A New Study Questions the Nature of Uranus and Neptune: What if They Aren't Icy Giants?

A group of researchers from the University of California has challenged one of the most entrenched classifications in planetology: that of Uranus and Neptune as the icy giants of the Solar System.

The debate over their internal composition has never really been settled, and in the new study presented in The Astrophysical Journal, the team led by Edward Young proposes to rename them as "magma ocean giants," describing their interior as an ocean of magma rich in hydrogen, rather than a shell of water, ammonia, and methane ice.

The currently dominant model proposes three layers: an atmosphere of hydrogen and helium, a broad mantle of ice, and, at the center, a rocky core. Almost everything we know about the two planets comes from a single flyby of the Voyager 2 spacecraft, the only one to have ever visited them. On January 24, 1986, it skimmed past Uranus at an altitude of 81,500 kilometers, discovering 11 new moons and two rings. On August 25, 1989, it flew over Neptune's north pole, identifying another six moons and four ring arcs.

Uranus and Neptune remain the least explored planets of the Solar System, and no spacecraft has reached them since. Scientists still lack a shared explanation for where they formed in the early life stage of the Solar System, as well as for the causes of their magnetic fields, described as extremely chaotic and irregular.

Magma Instead of Ice, According to New Studies on Uranus and Neptune
Along with Sarah Marcum, Aaron Werlen, and Paula Wulff, Young compared the three-layer model with an alternative: a supercritical magma ocean, with dissolved hydrogen at the bottom and a shell dominated by the same element on the surface.
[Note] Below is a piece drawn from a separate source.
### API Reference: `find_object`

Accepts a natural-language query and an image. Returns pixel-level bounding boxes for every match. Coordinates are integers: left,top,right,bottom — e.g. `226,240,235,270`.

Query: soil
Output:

Only three adjustment parameters for each planet are needed for this scheme to reproduce the observed radius, density, moments of inertia, gravitational field, internal heat, and atmospheric composition of Uranus and Neptune.

The same authors note that the origin of the two planets would thus follow a path parallel to that of the small gas planets known outside the Solar System. The initial clue comes from the Kuiper Belt. The objects that populate it, considered witnesses to the material from which the two planets formed, are found to be composed largely of rock rather than ice. Under high pressures, gaseous hydrogen dissolves into the magma, forming a homogeneous fluid, a reaction that would explain the density of Uranus and Neptune without resorting to an ice-rich interior, as previously hypothesized.

The work, dated June 2026, substantially expands and revises a previous, shorter version that circulated as a preprint on Research Square: a process that indicates how the results have already undergone initial scrutiny by the scientific community before reaching the journal.

The label of icy giants, the authors admit, is unlikely to exit common language despite the new calculations. However, the magma ocean model offers a tool for studying sub-Neptunes, the exoplanets whose internal structure remains a mystery so far. Uranus and Neptune thus become two accessible test cases for verifying hypotheses previously conceived only for worlds outside the Solar System.